Я бы никогда не стал убегать — даже для спасения — от самых страшных в мире разбойников…
Психологически подобные ситуации делят людей на два антагонистических типа: охотники и дичь. Даже если дичь кусается и царапается, это не означает, что она перестала быть дичью. Определение кто есть кто происходит в первые несколько секунд. Я предпочитаю не давать оппонентам даже умозрительных шансов заподозрить во мне «куропатку».
Профессиональный боец боится выглядеть «куропаткой». А я к этому стремлюсь. И мне это удаётся. Мои «оппоненты» — охотники «с младых ногтей». Они привыкли гонятся за «куропатками».
Вперёд, придурки.
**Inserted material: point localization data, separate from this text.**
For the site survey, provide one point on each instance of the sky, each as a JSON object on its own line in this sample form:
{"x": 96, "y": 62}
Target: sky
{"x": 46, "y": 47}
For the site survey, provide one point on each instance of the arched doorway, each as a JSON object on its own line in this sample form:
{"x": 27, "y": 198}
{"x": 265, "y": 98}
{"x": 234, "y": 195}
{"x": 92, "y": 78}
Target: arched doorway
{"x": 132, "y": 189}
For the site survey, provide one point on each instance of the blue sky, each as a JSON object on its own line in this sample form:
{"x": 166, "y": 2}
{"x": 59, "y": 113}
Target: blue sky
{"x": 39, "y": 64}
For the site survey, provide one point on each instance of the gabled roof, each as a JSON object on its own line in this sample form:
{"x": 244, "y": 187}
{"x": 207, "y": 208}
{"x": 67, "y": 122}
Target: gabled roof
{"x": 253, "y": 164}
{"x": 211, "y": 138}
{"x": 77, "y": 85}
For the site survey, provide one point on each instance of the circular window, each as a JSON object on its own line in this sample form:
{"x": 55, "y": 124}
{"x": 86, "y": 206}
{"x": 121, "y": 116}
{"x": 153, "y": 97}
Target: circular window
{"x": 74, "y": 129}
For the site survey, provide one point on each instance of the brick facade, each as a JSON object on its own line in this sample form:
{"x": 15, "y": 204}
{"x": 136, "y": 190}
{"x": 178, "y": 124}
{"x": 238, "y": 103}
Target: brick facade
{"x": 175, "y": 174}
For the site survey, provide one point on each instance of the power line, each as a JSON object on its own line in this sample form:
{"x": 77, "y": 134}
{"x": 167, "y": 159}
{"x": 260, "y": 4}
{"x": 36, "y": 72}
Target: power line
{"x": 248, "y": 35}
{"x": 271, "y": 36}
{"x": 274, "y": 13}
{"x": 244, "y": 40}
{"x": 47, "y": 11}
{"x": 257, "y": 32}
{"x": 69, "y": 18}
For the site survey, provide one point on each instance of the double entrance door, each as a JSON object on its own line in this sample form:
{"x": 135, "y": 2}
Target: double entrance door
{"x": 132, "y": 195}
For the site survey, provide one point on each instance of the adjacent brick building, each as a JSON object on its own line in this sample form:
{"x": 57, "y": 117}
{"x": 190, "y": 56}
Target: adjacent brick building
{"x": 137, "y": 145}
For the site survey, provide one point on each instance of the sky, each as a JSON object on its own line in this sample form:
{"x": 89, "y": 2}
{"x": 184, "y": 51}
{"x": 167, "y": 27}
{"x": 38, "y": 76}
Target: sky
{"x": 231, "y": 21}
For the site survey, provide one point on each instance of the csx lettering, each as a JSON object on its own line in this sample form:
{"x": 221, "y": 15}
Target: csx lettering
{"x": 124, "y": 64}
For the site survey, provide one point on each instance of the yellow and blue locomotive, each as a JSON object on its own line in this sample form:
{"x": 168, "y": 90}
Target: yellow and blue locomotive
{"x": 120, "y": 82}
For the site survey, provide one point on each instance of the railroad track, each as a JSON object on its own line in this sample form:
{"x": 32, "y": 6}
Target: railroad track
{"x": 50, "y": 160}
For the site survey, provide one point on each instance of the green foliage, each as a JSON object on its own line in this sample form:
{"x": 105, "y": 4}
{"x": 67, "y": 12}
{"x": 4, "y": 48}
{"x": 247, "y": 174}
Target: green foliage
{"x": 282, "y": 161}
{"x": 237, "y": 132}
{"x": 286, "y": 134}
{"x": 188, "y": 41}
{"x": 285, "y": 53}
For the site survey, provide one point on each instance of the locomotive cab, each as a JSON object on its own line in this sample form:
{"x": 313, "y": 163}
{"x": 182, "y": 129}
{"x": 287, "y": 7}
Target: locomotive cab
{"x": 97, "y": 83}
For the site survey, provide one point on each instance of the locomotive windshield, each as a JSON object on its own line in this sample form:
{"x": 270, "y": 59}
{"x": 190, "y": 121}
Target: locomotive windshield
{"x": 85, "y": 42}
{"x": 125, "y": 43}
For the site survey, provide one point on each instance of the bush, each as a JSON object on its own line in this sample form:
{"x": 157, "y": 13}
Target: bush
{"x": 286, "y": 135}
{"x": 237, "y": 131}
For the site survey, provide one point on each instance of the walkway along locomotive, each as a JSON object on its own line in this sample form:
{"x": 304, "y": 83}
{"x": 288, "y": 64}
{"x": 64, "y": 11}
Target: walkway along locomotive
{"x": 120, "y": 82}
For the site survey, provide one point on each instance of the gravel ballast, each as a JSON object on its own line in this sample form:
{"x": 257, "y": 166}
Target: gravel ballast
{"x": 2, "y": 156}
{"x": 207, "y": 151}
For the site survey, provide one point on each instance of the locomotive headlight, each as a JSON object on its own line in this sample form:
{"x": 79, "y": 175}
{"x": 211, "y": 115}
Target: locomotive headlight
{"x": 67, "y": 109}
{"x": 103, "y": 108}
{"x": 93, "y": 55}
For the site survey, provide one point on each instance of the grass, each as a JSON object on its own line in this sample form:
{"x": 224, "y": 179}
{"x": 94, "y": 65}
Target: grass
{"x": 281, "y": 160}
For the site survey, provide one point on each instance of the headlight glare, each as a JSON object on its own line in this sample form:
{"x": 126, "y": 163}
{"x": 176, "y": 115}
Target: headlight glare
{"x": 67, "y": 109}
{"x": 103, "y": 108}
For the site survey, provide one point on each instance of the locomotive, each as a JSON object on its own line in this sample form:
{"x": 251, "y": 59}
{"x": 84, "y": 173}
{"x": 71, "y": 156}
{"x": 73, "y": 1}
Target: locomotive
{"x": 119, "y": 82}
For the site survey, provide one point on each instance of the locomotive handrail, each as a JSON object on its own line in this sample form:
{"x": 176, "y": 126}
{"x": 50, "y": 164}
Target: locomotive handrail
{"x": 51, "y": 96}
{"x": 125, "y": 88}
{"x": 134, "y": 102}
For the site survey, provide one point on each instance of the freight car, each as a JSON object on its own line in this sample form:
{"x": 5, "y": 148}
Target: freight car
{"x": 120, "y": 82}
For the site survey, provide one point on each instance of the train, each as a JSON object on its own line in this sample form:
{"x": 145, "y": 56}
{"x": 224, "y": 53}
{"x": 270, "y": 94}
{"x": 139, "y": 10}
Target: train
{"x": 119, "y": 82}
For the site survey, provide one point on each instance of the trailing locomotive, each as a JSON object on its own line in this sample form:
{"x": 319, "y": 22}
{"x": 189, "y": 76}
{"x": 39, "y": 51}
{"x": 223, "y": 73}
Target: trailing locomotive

По велению вашей души. Последний раз в вашей жизни.
* * *
9 часов утра, поле Бородинской битвы. «Во время одной из яростных атак французов на флеши, восхищённый их бесстрашием, Багратион кричал „Браво! Браво! Как красиво идут“. Видя невозможность остановить их огнём трёх с лишнем сотен своих пушек, князь Пётр лично кинулся с гренадёрами навстречу неприятелю».
* * *
Я уже говорил, что я не Наполеон? Так я вам больше скажу: я и не князь Пётр. И мне плевать — как они идут. Моя цель — чтобы они вообще не ходили. И — не дышали. У меня тут племенная война на уничтожение, а не игры аристократов куртуазного века.
Багратион видел в наступающих французах — равных. Людей, воинов, храбрецов. В моём прицеле — тараканы со жвалами. Во! И ещё один. Прямо в лобешник. Не, не тапком — стрелкой.
Мы отходили «перекатами». Вид очередного убегающего русского возбуждал «унжамерен». Сотня! Героев! Против троих! Ленивых, глупых, трусливых… Убегающих! «Куропаток».
Они с воплями кидались догонять, получали «гостинцы» от двух других стрелков, вынужденно притормаживали, но шли дальше, снова вопили… Всё тише. А сзади, по их следу оставались убитые, раненые, перевязывающие, помогающие, поддерживающие, сопровождающие, примкнувшие…
Мы не давали им не только подойти на дистанцию мечного или копейного удара, или на дистанцию возможности окружения, но даже на расстояние навесного выстрела их луков. А лучников, когда видели — отстреливали.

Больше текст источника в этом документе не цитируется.